- Heydar Kola Location within Iran
- Coordinates: 36°37′23″N 52°32′57″E﻿ / ﻿36.62306°N 52.54917°E
- Country: Iran
- Province: Mazandaran
- County: Fereydunkenar
- District: Central
- Rural District: Barik Rud-e Shomali

Population (2016)
- • Total: 539
- Time zone: UTC+3:30 (IRST)

= Heydar Kola =

Village in Mazandaran province, Iran

Heydar Kola (حيدركلا) (Note: Also romanized as Ḩeydar Kolā) is a village in Barik Rud-e Shomali Rural District (Note: Formerly Barik Rud Rural District) of the Central District in Fereydunkenar County, Mazandaran province, Iran.

==Demographics==
===Population===
At the time of the 2006 National Census, the village's population was 491 in 127 households, when it was in Barik Rud Rural District (Note: Renamed Barik Rud-e Shomali Rural District) of the former Fereydunkenar District in Babolsar County.

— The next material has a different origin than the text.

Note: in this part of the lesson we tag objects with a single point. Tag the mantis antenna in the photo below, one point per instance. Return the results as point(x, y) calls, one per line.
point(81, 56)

The following census in 2011 counted 546 people in 161 households, by which time the district had been separated from the county in the establishment of Fereydunkenar County. The rural district was transferred to the new Central District and renamed Barik Rud-e Shomali Rural District. The 2016 census measured the population of the village as 539 people in 182 households.